I was getting similar sort of readings as there is barely any load going through the router.
Let’s see how it performs tomorrow under load, and if this makes any difference.

Hi @Bilal, nice result, take please screenshot when you run test, top command and press 1 and also provide please output of commands:

show interfaces ethernet eth4 statistics 
show interfaces ethernet eth5 statistics 

Hi Dmitry,

Considering it’s almost midnight here, this is the time of minimum load.
The peak speeds tended to fall off during load, let’s see if the increased buffer size makes a cahnge tomorrow.

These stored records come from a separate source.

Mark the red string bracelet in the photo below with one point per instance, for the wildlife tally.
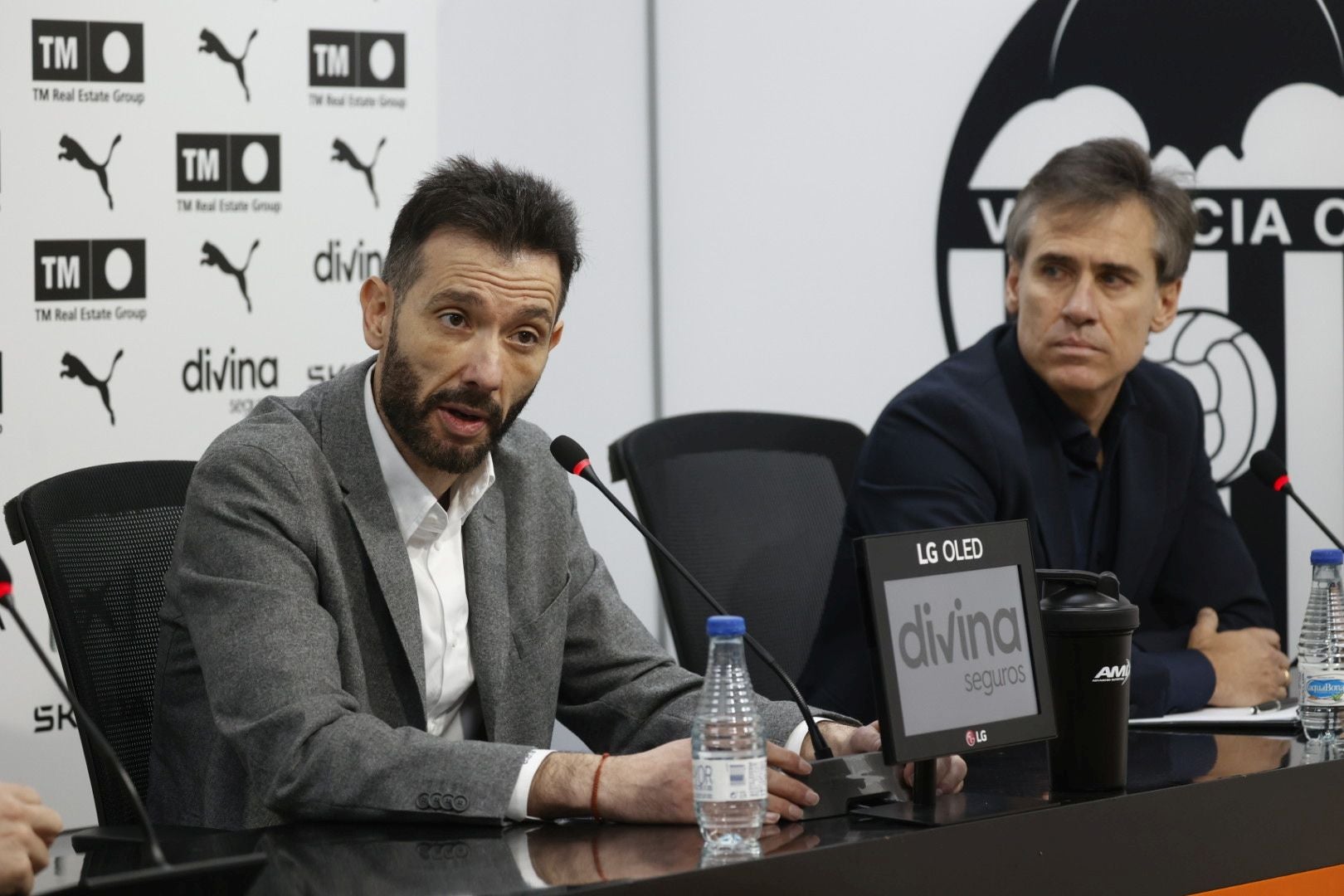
(597, 777)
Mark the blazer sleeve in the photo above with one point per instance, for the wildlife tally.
(246, 589)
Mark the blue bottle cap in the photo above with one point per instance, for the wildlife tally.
(726, 626)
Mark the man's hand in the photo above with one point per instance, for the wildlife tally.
(655, 786)
(847, 740)
(27, 828)
(1249, 668)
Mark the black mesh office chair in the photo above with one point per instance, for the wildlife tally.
(101, 540)
(753, 505)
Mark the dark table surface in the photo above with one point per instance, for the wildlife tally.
(1202, 811)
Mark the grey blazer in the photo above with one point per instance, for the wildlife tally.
(290, 666)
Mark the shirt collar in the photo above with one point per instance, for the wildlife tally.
(417, 508)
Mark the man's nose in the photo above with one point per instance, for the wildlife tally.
(485, 367)
(1081, 306)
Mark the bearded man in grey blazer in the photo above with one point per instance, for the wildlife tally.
(381, 597)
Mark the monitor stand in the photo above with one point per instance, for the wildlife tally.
(926, 809)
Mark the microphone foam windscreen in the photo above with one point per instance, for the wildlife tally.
(567, 451)
(1268, 466)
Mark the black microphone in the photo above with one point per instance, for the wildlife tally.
(572, 455)
(1272, 470)
(162, 869)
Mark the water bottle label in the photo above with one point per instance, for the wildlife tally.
(728, 779)
(1324, 691)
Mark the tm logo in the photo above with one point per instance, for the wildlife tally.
(357, 60)
(1112, 674)
(88, 50)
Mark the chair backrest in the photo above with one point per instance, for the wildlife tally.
(753, 505)
(101, 540)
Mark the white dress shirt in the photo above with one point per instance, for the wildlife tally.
(433, 539)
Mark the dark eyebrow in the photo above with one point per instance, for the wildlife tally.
(1114, 268)
(472, 301)
(1055, 258)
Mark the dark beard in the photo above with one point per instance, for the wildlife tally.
(411, 421)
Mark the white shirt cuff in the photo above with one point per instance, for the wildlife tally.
(799, 735)
(523, 787)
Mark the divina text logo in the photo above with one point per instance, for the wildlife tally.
(77, 370)
(212, 257)
(71, 151)
(110, 51)
(229, 373)
(334, 265)
(214, 46)
(342, 152)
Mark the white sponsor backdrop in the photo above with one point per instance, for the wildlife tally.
(307, 325)
(801, 151)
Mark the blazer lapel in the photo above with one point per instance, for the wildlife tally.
(350, 450)
(1142, 500)
(485, 559)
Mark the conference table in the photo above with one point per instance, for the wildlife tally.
(1202, 811)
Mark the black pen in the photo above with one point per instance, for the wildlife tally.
(1274, 705)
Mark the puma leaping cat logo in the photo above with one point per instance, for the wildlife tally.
(75, 370)
(217, 258)
(346, 155)
(71, 151)
(210, 43)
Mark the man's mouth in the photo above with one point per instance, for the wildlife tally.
(463, 421)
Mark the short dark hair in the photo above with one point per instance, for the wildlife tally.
(1101, 173)
(509, 208)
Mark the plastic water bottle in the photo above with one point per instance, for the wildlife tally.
(728, 746)
(1320, 650)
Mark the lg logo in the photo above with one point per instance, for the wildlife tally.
(85, 269)
(357, 60)
(88, 51)
(230, 163)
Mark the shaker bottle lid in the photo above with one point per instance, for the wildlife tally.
(1081, 601)
(726, 626)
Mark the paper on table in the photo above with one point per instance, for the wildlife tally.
(1225, 716)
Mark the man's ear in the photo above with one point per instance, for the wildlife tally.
(1168, 303)
(1011, 303)
(377, 303)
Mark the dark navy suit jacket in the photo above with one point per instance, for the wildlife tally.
(969, 442)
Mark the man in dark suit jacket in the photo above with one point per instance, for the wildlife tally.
(1057, 418)
(382, 598)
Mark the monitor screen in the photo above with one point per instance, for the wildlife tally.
(962, 642)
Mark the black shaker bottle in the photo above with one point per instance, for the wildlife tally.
(1089, 626)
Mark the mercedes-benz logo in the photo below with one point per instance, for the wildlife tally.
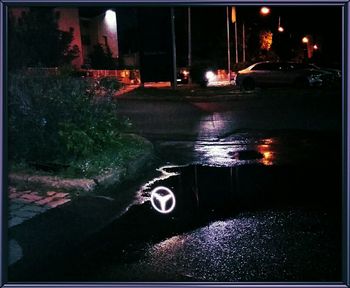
(163, 199)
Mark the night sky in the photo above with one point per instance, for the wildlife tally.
(209, 42)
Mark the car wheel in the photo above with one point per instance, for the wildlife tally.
(248, 84)
(301, 82)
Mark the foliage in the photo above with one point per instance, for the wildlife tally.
(58, 118)
(265, 40)
(110, 83)
(36, 41)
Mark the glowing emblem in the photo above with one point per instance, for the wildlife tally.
(163, 199)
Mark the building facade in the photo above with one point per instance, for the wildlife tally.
(88, 31)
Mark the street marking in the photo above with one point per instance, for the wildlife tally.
(163, 199)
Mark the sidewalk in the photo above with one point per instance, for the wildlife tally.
(49, 216)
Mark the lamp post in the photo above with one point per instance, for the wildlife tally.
(264, 11)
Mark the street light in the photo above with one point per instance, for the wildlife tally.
(280, 28)
(264, 11)
(305, 40)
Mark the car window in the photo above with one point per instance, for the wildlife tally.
(262, 66)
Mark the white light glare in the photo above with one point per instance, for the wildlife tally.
(210, 75)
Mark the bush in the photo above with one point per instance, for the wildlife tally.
(59, 119)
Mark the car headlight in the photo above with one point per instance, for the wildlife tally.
(210, 75)
(315, 77)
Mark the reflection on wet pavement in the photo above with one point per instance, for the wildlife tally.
(276, 149)
(262, 246)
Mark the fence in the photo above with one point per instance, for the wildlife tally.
(125, 76)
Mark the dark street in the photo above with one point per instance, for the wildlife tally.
(258, 195)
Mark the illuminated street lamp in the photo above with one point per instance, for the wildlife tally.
(305, 40)
(264, 11)
(280, 28)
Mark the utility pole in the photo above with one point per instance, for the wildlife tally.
(172, 15)
(228, 44)
(243, 44)
(189, 44)
(236, 42)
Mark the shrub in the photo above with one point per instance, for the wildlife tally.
(59, 119)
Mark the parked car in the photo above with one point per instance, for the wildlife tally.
(183, 75)
(281, 73)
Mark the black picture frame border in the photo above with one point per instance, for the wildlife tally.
(5, 4)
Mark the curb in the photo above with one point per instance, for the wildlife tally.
(87, 185)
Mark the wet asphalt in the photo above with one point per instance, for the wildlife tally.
(259, 196)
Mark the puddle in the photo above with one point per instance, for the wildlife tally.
(205, 194)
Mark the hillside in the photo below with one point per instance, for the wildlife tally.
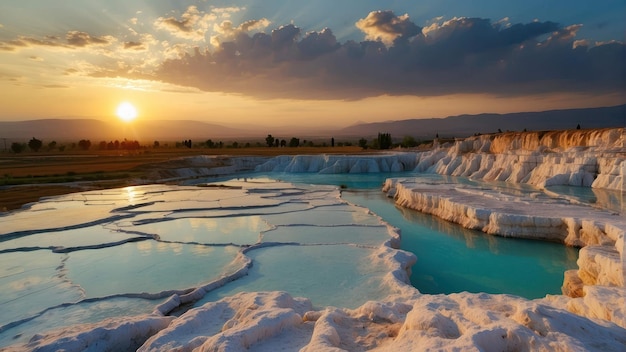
(175, 130)
(466, 125)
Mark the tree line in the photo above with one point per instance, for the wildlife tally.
(381, 142)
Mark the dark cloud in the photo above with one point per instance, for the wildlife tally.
(387, 27)
(463, 55)
(73, 39)
(134, 46)
(83, 39)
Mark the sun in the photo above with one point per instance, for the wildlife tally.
(126, 111)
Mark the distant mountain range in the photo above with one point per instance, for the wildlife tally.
(174, 130)
(466, 125)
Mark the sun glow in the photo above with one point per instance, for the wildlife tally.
(126, 111)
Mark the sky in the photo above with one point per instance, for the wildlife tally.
(308, 63)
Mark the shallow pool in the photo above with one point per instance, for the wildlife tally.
(451, 258)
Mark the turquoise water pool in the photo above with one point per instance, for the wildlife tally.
(450, 257)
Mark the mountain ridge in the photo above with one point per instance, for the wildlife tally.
(464, 125)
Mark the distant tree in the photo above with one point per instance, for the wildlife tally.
(84, 144)
(17, 147)
(35, 144)
(384, 140)
(408, 142)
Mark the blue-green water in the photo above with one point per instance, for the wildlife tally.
(450, 257)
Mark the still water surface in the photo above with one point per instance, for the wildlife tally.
(450, 257)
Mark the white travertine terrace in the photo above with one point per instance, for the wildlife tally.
(590, 316)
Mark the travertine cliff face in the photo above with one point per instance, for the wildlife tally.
(588, 158)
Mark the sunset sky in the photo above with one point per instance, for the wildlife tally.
(307, 62)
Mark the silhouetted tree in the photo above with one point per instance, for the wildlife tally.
(384, 140)
(408, 142)
(35, 144)
(17, 147)
(84, 144)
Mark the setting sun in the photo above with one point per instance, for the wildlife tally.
(126, 111)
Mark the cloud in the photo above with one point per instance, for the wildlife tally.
(225, 31)
(194, 23)
(134, 46)
(73, 39)
(83, 39)
(387, 27)
(461, 55)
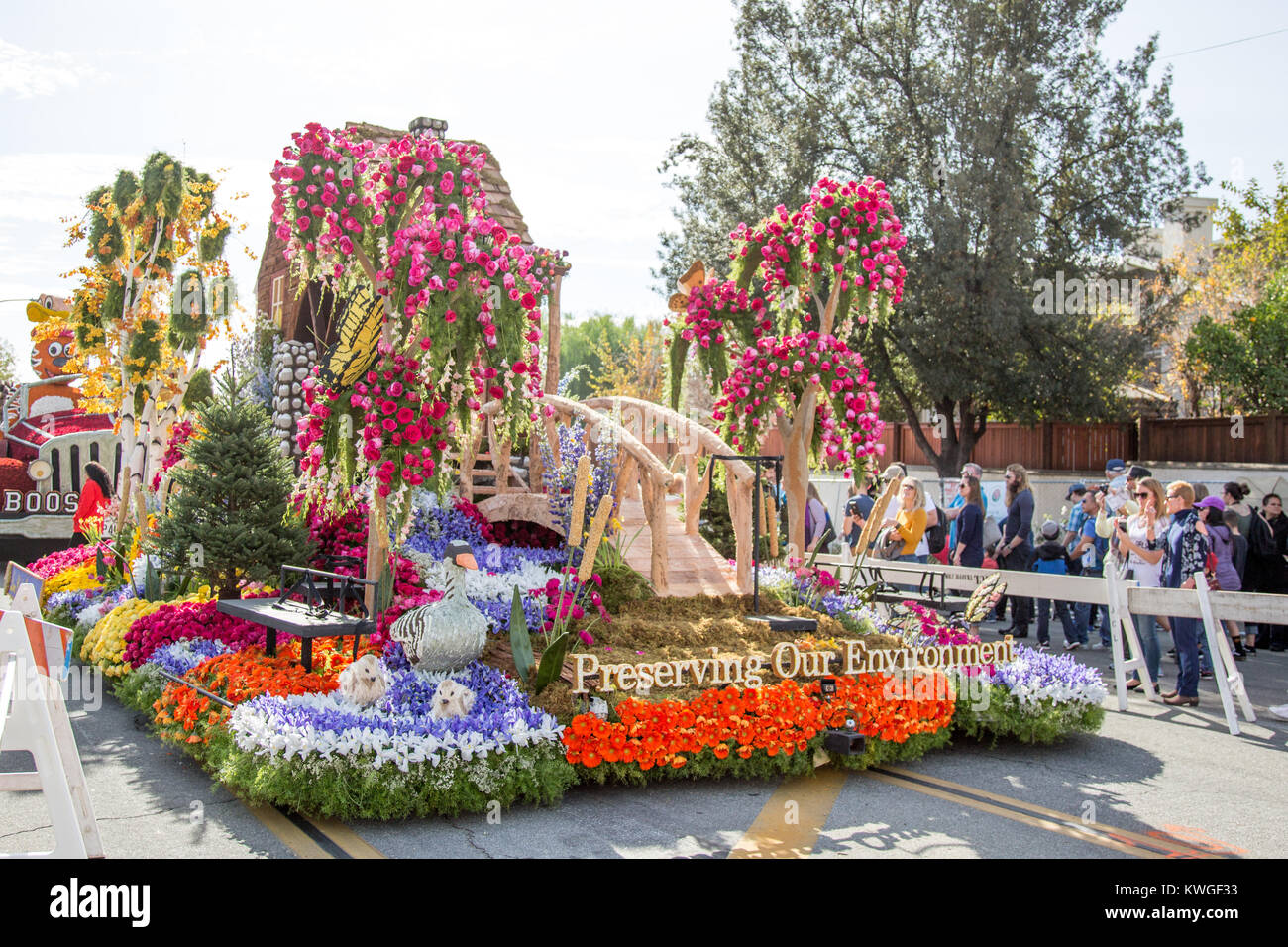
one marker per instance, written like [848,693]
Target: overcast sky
[576,99]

In the meantime I’ve attached the current top and statistics for eth4 (link going to switch, has most of the traffic) and eth5 (inter-connect between the 2 routers).

eth4 statistics.txt (10.8 KB) eth5 statistics.txt (10.6 KB)

Hi @Bilal, I see many fdir_miss in your output, can you enable ntuple if you will have problem?

sudo ethtool --features eth4 ntuple on
sudo ethtool --features eth5 ntuple on

Be careful, You can get 2-3 sec packet-loss after this commands.

Hi Dmitry,

I’ve enabled ntuple on both interfaces on both routers.
I’ll see how performance goes as load ramps up to peak in the next 2 hours.

Hi Dmitry,

No change, as soon as the load came back up to peak levels everything dropped again.
Inter-connect traffic is down to 0.4 Gbits/sec again :frowning:

How many real cores do you have?
Do you use hyper-threading?
Show current offloads
sudo ethtool -k ethX
Where ethX - interface where is the traffic.

The server has 2 processors with 4 cores each (I believe HT for 8 threads each).
I have attached the results of running the commnad on eth4 and eth5.

As soon as the load really picks up the bandwidth available drops.

At night under minimum load I can get 9.3 Gbits/sec when running iperf3 between the routers but during peak load I can only get about 0.4 Gbits/sec, even though that link has only 200 Mbits/sec flowing on a 10G link.

ethool k eth4.txt (1.7 KB) ethool k eth5.txt (1.7 KB)

Difference iperf vs real traffic with amount of processing packets.
For first you need to exclude logical cores from packet processing.
So you need to find real cores with:
show hardware cpu
Or disable hyper-threading from bios.

eth4 and eth5 it one pci slot or difference (one network adapter or 2/3/4)?
If you have 4 real cores per socket, you need 4 queue for combo rx/tx on eth4 and 4 rx/tx for eth5.
Ideally, each queue should be handled by one real core.

Recommendation for ethtool (The connectivity may disappear for a few seconds)
Disable pause frames (flowcontrol) / disable offloads:
sudo /sbin/ethtool -A eth4 rx off tx off
sudo /sbin/ethtool -K eth4 rx off tx off
sudo /sbin/ethtool -K eth4 tso off
sudo /sbin/ethtool -K eth4 gro off
sudo /sbin/ethtool -K eth4 sg off
sudo ifconfig eth4 txqueuelen 10000

Also check ring buffers:
sudo /sbin/ethtool -g eth4
If current settings less then pre-set maximum, you can increase it.

@Bilal take screenshot please, command top and press 1 when you have issue.
And also provide output

show interfaces ethernet eth4
show interfaces ethernet eth5

How many firewall or NAT rules do you have?
Are you using any VPN tunnels?